Only tangentially related but my wife used to work at a private institute research lab which was affiliated with a large university, and therefore used computing resources.

The University IT security staff did a great job enabling 2FA across the entire network.. big job, well done. They didn’t do the slightest bit of requirements analysis of those people using the network such as affiliated research labs. One day my wife went to use the computer _in the PC3 lab_ and couldn’t without 2FA. Even logistically getting a computer in - that computer can then never leave the lab. PC3 labs don’t allow you to bring in a phone or anything really.. you’re double gowned, double gloved, goggles etc… hilarious.
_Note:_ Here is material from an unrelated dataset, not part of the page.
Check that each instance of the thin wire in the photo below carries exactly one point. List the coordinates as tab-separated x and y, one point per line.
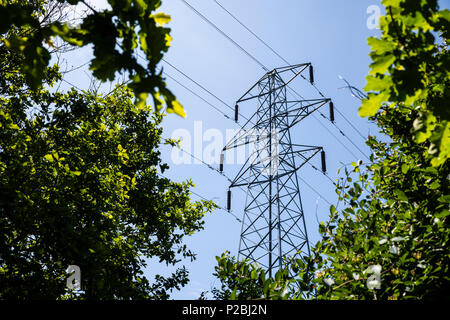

Took them about a week to explain themselves sufficiently for IT security to fix it.


Great case in point. In a well run org, that would've been elevated to a "security incident" just the same as a hack, with their jobs potentially on the line, rather than a week of pleading to them to have mercy.


a company may very well consider this a “security incident” or other high-priority issue, but at least in my experience, the method of reporting something like this can be vague. While the right answer should be a place to submit a ticket, even internal systems nowadays seem to not let the users set the priority on tickets and instead let L1s try to resolve everything, who may not have the experience to recognize something needs to be elevated. At that point, it seems the only good option is to run the issue up the chain and back down through the right department (which is probably more effective, at the end of the day).


Yeah she was on the L1 helpdesk ticket merry-go-round for a couple of days before I told her what she needed to say to them to have a security team member look at it


> with their jobs potentially on the line

That would be a bit much and not accomplish improvements.


> PC3

Physical Containment Level 3 = Biosafety Level 3. I think.

https://en.wikipedia.org/wiki/Biosafety_level#Biosafety_leve...


There’s actually published evidence of exactly that!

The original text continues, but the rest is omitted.